Eventually, Nonnie's family finds out that she is pregnant, that she wants to keep the baby, and that Tracy is the father. Her brother, Ed, becomes enraged and shoots Tracy, killing him. Sam, a life-long family friend of the Anderson's, who is a physician and who owns a car, drives Ed, in the middle of the night, to Macon, where he catches a train to NYC. The idea is that Ed will spend some time in NYC with friends and will, eventually, move back to Washington, DC. Ed is still hoping that Nonnie will join him there. Apparently, nobody in Maxwell suspects Ed of Tracy's killing; everybody knows that he was just visiting for a short time so it doesn't seem odd that he has left town.
However, they need a suspect and they would like that suspect to be a black man. Although Henry has an alibi [he spent the whole night with a woman named Dessie], several people in town – “the riffraff” – catch him, and burn him to death.
Bess thinks “…Nonnie wanted her baby, she had said, and with those few words great obstacles had been thrown across their future as casually as an earthquake or storm does its work.”
“Everything would be the same – as it always was.”

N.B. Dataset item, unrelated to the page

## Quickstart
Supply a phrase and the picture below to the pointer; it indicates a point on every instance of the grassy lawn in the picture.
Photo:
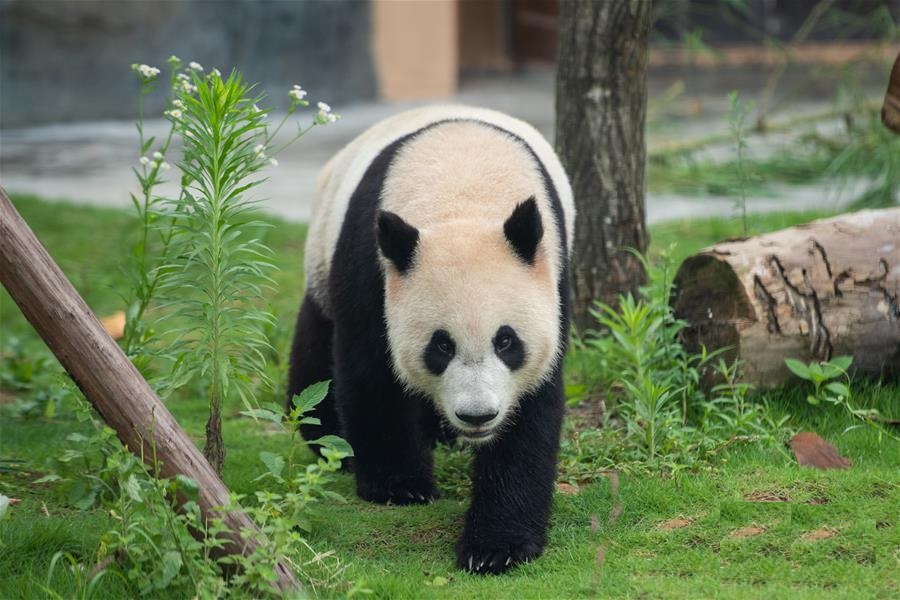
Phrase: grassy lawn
(758, 525)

Best part of story, including ending:
I liked the story because, I believe, it was a true description of the racism in the Old South and because it was evocative of the sights and sounds of the era.
Best scene in story:
In my favorite scene Ed goes with Sam as Sam makes house calls to his patients; Ed is truly impressed by Sam's dedication and by the difficulty of the job.
Opinion about the main character:
I like Nonnie Anderson because she is kind, loving, and considerate to her family and friends, and because she is hard-working, having obtained a college degree when that was very unusual for a black, man or woman, in small town Georgia at the time.